Dollar General Corporation stock research

Dollar General (DG) Free Cash Flow — Quarter Ended Jan 31, 2025

Free cash flow and margin rose sequentially, supported by higher operating cash flow and lower capital expenditure. Compared to the same quarter last year, free cash flow was slightly higher, as a decline in operating cash flow was more than offset by a reduction in capital spending.

Free cash flow takeaway

A quick read on the company's cash generation and what it means for investors.

Free cash flow and margin rose sequentially, supported by higher operating cash flow and lower capital expenditure. Compared to the same quarter last year, free cash flow was slightly higher, as a decline in operating cash flow was more than offset by a reduction in capital spending.
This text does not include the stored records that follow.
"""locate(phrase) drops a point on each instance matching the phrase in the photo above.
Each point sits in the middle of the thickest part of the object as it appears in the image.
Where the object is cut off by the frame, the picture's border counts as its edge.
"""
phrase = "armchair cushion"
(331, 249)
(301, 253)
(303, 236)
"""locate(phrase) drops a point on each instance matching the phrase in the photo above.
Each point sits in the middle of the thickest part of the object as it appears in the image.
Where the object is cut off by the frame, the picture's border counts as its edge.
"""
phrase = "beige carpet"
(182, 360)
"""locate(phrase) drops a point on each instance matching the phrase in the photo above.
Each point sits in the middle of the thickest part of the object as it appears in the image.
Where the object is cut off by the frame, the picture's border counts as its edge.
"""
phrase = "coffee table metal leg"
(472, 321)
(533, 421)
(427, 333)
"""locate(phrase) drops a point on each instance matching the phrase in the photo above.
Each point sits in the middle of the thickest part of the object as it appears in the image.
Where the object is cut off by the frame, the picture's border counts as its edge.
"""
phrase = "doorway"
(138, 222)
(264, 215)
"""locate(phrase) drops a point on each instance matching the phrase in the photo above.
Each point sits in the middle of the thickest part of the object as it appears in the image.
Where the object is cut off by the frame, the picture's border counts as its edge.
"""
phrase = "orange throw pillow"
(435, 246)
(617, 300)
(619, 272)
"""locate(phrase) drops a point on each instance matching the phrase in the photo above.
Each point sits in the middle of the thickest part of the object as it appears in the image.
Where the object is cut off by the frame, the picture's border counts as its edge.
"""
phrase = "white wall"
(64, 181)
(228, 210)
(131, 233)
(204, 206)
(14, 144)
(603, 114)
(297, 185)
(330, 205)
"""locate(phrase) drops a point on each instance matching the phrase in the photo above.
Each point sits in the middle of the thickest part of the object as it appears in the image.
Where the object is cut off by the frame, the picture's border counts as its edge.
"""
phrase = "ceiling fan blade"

  • Revenue was slightly higher than the prior quarter and the year-ago period. Operating cash flow improved from the prior quarter but was lower than a year ago. Capital expenditure decreased from both comparison periods, resulting in a free cash flow margin that improved sequentially and remained near the prior-year level.
  • Compared to the immediately preceding quarter, all key metrics strengthened: revenue, operating cash flow, and free cash flow increased, while capital expenditure decreased. Year-over-year, revenue and free cash flow were higher, but operating cash flow was lower and capital expenditure was significantly reduced.

FCF snapshot

Quarterly and TTM cash-flow metrics with the minimum valuation context.

TTM free cash flow

$1.7B

Trailing twelve-month free cash flow.

Quarter free cash flow

$528.1M

Free cash flow in the selected fiscal quarter.

Operating cash flow

$800.9M

Cash generated by operations before capital spending.

CapEx

$272.8M

Capital spending and related asset purchases.

FCF margin

5.1%

The share of revenue converted into free cash flow.

Cash flow trend

A short quarterly history shows whether FCF is scaling with revenue or only spiking for one period.

PeriodRevenueOperating CFCapExFCFFCF margin
2024-05-03$9.9B$663.8M$342.0M$321.8M3.2%
2024-08-02$10.2B$988.9M$353.7M$635.2M6.2%
2024-11-01$10.2B$542.4M$341.4M$201.0M2.0%
2025-01-31$10.3B$800.9M$272.8M$528.1M5.1%

Cash conversion quality

Checks that separate high-quality free cash flow from accounting noise or working-capital timing.

FCF / net income276.2%Shows whether accounting earnings convert into cash.
CapEx / revenue2.6%Lower capital intensity usually supports FCF margin.
Net cashn/aCash and equivalents minus total debt.

Recent events shaping cash flow

Near-term business events that help explain the free cash flow result.

Supportive

Lower Capital Expenditure

Capital expenditure was lower than both the prior quarter and the year-ago quarter, which helped sustain free cash flow despite a year-over-year decrease in operating cash flow.

This reduction in capital spending was the primary factor enabling free cash flow to remain stable on a year-over-year basis.

What the cash flow says

How to interpret the company's free cash flow beyond the headline number.

Revenue was slightly higher than the prior quarter and the year-ago period. Operating cash flow improved from the prior quarter but was lower than a year ago. Capital expenditure decreased from both comparison periods, resulting in a free cash flow margin that improved sequentially and remained near the prior-year level.

Compared to the immediately preceding quarter, all key metrics strengthened: revenue, operating cash flow, and free cash flow increased, while capital expenditure decreased. Year-over-year, revenue and free cash flow were higher, but operating cash flow was lower and capital expenditure was significantly reduced.

Monitor the trajectory of operating cash flow, as it declined compared to the same period last year despite higher revenue.